The gap between the teams has widened considerably. After Pierson/Bridgehampton won the 2012 county finals in three games, the Whalers went on to claim a Long Island championship and reach the state semifinals. They have been moving further away from Southold ever since.

That was evident by the four-game League IX series that Pierson/Bridgehampton swept with a 12-0 result at Southold High School on Thursday. The Whalers outscored Southold, 51-12, during the series. They looked sharp in every facet of the game. Some are convinced that the Whalers have gotten even better since last year.

“They definitely have,” said Southold sophomore Sean Moran, who played second base instead of catcher on Thursday in order to give his right throwing arm some rest. “I think their chemistry is better this year … and they’re more solid on defense, and they’re hitting up and down the lineup. It’s a tough team to beat.”

That explains Pierson/Bridgehampton’s record: eight wins from eight games.

The record doesn’t lie.

GARRET MEADE PHOTO | Southold's Anthony Esposito catching a fly ball in deep left field, with Shayne Johnson nearby.

GARRET MEADE PHOTO | Southold’s Anthony Esposito catching a fly ball in deep left field, with Shayne Johnson nearby.

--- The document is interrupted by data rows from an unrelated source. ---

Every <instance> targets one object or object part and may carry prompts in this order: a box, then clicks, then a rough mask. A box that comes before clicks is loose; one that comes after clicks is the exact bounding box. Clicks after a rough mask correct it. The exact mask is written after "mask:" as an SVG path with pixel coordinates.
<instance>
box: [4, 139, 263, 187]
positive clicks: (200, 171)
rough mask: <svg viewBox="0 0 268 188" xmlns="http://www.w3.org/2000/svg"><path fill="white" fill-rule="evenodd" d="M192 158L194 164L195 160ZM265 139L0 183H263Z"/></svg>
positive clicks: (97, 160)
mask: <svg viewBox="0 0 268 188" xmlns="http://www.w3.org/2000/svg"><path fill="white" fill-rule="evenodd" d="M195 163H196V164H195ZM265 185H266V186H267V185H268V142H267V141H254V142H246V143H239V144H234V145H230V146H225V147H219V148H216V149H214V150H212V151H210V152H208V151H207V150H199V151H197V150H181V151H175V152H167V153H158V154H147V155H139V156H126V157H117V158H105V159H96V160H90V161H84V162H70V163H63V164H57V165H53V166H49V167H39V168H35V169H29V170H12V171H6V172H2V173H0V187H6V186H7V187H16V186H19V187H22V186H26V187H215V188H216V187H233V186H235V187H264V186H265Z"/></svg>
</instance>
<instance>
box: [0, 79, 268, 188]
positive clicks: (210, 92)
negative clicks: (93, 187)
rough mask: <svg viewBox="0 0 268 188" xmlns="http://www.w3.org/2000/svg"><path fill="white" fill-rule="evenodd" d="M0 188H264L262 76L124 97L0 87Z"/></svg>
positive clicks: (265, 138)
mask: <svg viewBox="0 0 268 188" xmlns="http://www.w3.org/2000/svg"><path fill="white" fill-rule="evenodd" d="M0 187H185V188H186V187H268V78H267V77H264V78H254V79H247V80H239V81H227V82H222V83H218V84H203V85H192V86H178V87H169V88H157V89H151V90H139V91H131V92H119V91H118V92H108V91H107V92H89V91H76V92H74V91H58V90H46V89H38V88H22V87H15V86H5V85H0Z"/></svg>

“They’re a good team,” Southold coach Mike Carver said. “They got offense. They got defense. They don’t make mistakes. They got pitching. It would not be unrealistic to see them have an undefeated season.”

Pierson/Bridgehampton lost eight players — about half of them starters — from last year’s team, but as coach Jon Tortorella pointed out, “We also brought a lot back.”

Southold (3-5, 3-5), notorious for its slow starts to seasons, has begun to tighten up its defense. It wasn’t sloppy fielding that cost the First Settlers on Thursday, but tough pitching.

Forrest Loesch brought his record to 2-0, pitching five shutout innings and holding Southold to three hits. He struck out six and walked one.

Pierson/Bridgehampton scored in every inning but one as Colman Vila produced three hits, including a pair of doubles. Tim Markowski, Aaron Schiavoni and Loesch knocked in two runs each.

“All one through nine of them can hit,” Southold center fielder Shayne Johnson said. “Not one of them is really a bad hitter, and they all field well.”

Both of Pierson/Bridgehampton’s runs in the first inning came on the same play. Loesch (2 for 3) smacked a single, scoring Jack Fitzpatrick. Schiavoni followed him home when the ball slipped past an outfielder.

But the major damage came in the second. The Whalers struck for five runs from run-scoring singles by Kyle Sturmann and Loesch, a bases-loaded walk by Markowski, and a fielding error that allowed two runs to cross home plate.

Thanks to Vila’s run-scoring double in the third, Pierson/Bridgehampton held an 8-0 lead by the time Southold got its first hit, a two-out infield single by Johnson in the third inning.

The game was as good as over.

“We could have definitely hit the ball better than we did in this series,” Moran said. “It was rough.”

Southold may have felt as if it let the third game of the series, a 14-9 loss on Wednesday, slip through its fingers. The problem was errors. How many of them?

“Too many to count,” said Carver.

Speaking of that game, Johnson said, “We probably should have had that one.” He added: “Simple mistakes are being made here and there. We just need to work on fielding a little more and hitting the ball throughout the whole order.”

Southold made two errors on Thursday; Pierson/Bridgehampton had none.

The young First Settlers are making progress, though, said Carver. “We’re making less and less mistakes every day,” he said.

Looking at the bright side of things, the First Settlers can take note that they will not see the Whalers again this year — unless they meet in the playoffs.

“That’s the good news,” Carver said. “It was a tough week.”